A) Pericardial tissue with mesothelial lining (upper part) involved by a neoplasm composed of large vascular channels (×40 objective); B) Pericardial hemangioma, showing large vascular spaces lined by flat endotheial cells (×100 objective)
The hepatic necropsy specimen was a wedge shaped fragment of reddish brown elastic tissue measuring 3×2.5×2.5 cm with hemorrhagic spongy cut surface. Microscopically, it was consistent with cavernous hemangioma, surrounded by liver tissue (Fig. 2A, B).
Fig. 2.
A, B)Liver mass excisional biopsy, show a well circumscribed vascular lesion composed of large vascular channels containing RBCs (×40 objective)
Discussion
Primary cardiac neoplasms are distinctly uncommon with a frequency up to 0.28% at autopsies. Primary pericardial neoplasms are mesothelioma, fibroma, lipoma, leiomyoma, teratoma and sarcoma with the former being the most common one (1, 4).
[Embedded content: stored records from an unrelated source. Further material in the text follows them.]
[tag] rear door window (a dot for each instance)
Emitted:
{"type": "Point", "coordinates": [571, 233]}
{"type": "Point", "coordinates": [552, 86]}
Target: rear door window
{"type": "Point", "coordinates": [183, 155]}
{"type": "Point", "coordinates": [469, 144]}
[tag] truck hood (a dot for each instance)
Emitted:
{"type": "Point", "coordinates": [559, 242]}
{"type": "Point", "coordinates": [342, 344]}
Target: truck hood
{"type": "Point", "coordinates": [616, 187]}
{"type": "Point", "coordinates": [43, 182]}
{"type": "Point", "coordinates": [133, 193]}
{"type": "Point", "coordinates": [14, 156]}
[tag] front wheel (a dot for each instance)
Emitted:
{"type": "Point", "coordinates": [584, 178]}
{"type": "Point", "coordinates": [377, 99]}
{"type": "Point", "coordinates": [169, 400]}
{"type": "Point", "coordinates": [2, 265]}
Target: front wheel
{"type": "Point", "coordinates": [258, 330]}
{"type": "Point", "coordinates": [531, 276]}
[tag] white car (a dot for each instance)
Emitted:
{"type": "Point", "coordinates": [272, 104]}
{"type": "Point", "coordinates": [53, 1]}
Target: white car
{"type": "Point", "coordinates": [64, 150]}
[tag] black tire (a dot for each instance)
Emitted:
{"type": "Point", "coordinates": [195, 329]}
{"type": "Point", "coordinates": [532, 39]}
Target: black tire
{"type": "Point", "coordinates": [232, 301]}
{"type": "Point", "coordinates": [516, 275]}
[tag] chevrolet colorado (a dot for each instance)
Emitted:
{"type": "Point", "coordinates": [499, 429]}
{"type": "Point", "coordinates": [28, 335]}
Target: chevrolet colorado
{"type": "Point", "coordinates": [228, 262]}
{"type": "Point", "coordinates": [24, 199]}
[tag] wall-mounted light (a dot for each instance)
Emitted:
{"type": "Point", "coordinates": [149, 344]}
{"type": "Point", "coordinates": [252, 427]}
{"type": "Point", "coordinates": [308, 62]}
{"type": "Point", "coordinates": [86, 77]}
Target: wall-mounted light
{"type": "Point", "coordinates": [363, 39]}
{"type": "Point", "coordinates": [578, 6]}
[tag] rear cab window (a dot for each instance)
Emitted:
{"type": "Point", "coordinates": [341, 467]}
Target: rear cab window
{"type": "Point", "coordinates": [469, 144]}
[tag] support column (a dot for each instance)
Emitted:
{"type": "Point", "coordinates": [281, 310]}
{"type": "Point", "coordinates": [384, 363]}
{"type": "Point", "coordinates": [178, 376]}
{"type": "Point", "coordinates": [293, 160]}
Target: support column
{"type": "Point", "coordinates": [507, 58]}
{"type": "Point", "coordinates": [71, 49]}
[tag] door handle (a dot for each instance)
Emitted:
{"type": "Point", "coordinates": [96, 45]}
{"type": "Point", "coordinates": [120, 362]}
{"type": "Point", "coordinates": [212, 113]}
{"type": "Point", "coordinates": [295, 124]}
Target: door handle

Hemangiomas are rare primary pericardial mass lesions (4, 7). Most of the patients are over 50 years old at the time of diagnosis, but they can occur over wide age range from infancy to late adulthood. They mostly originate from the visceral pericardium and are predominantly of the cavernous type (1, 4).These are often asymptomatic and found at autopsies, but, they may present with chest pain, pericardial effusion, dyspnea and mass effect on adjacent organs such as airways (4). Less common presentations are consumption coagulopathy and constrictive pericarditis (8, 9).Another presentation is spontaneous bleeding and resultant hemopericardium; so in the setting of chronic recurrent episodes of pericardial effusion with unknown etiology, pericardial hemangioma should be considered and pericardial imaging should be performed (4, 10).
Pericardial hemangiomas may lead to arrhythmias, tamponade and sudden death. So, their diagnosis and treatment are very important (11).
A pericardial lymphangioma can be considered as a differential of hemangioma. A case of pericardial lymphangioma was reported in 2011 by Shroff et al. (12). Differentiation of the two can be made by noting lack of RBCs in the vascular channels and surrounding perilesional inflammatory lymphatic infiltration as well as lower age at presentation in lymphangioma.
To the best of our knowledge, this is the second case of coincidental pericardial and hepatic hemangioma; the first one reported by Brodwater et al.(4). The previously reported case is a 57-year-old woman, known case of rheumatic fever, with history of chest pain and palpitation. She had no abnormality on physical examination and echocardiogram. Chest X-ray revealed an atrial appendage mass. The pericardial origin of the mass was confirmed in chest MRI. After thoracotomy, histologic findings established hemangioma. Moreover, a 2 cm mass was detected in the dome of liver on chest CT scan, confirmed as hemangiomaoncontrast-enhanced MRI (4).
In contrast to this case which was symptomatic, our patient did not show any sign or symptom related to his pericardial hemangioma, and discovered incidentally during an operation performed for other reasons. Like their reported case, our case was also a cavernous hemangioma.
Conclusion
Pericardial hemangiomas can be asymptomatic and should be in mind in cases of unusual presentations such as dysrhythmia and cardiac tamponade. Additionally, their coincidence with angiomas of other viscera, although rare, should always be clinically suspected.